Her brother stopped and stared down at her. “Were you hoping I’d run him through?”
“No!” All the blood drained from her head, and the air left her lungs on an unsteady breath. “Of course not. That was exactly the reason I sent you the letter, to explain matters so you wouldn’t get the wrong idea. And also to prepare you in case Rathburn would need you to act as best man.”
“Just in case this entire farce played out.” He nodded thoughtfully, making her wonder if he was going to decide he didn’t like the idea of her being involved in the scheme after all. However, when he tossed a cheeky grin over his shoulder to Rathburn, she could have killed him for scaring her. “Should I act the part of the best man?”

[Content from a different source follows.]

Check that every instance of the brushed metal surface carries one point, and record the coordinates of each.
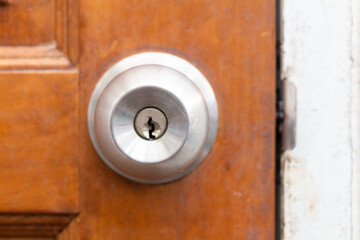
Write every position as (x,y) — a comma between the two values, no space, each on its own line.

“Only if you can act civilized,” Rathburn growled as they neared the patio. “I’d hate to think what the effort would do your demon half.”
“Catch fire, no doubt.”
The moment they stepped foot onto the patio, the worry and nervousness of the past few minutes was swept aside. Upon seeing Rafe, her mother jumped out of her seat and embraced him. Her father rose and ruffled his unruly curls as if he was still a lad.
Surprisingly, even the dowager graced them with a smile. “I’m merely glad I wasn’t forced to send a search party for the two of you.”
A rush of heat swept to Emma’s cheeks. Somehow, she’d become distracted from her true purpose of speaking with Rathburn alone.
Perhaps Rathburn was right. They couldn’t be trusted alone. Not together, at any rate.
Yet, because of her own impulses, she’d missed the perfect opportunity to tell him about her secret. To tell him why she never should have made the bargain with him in the first place.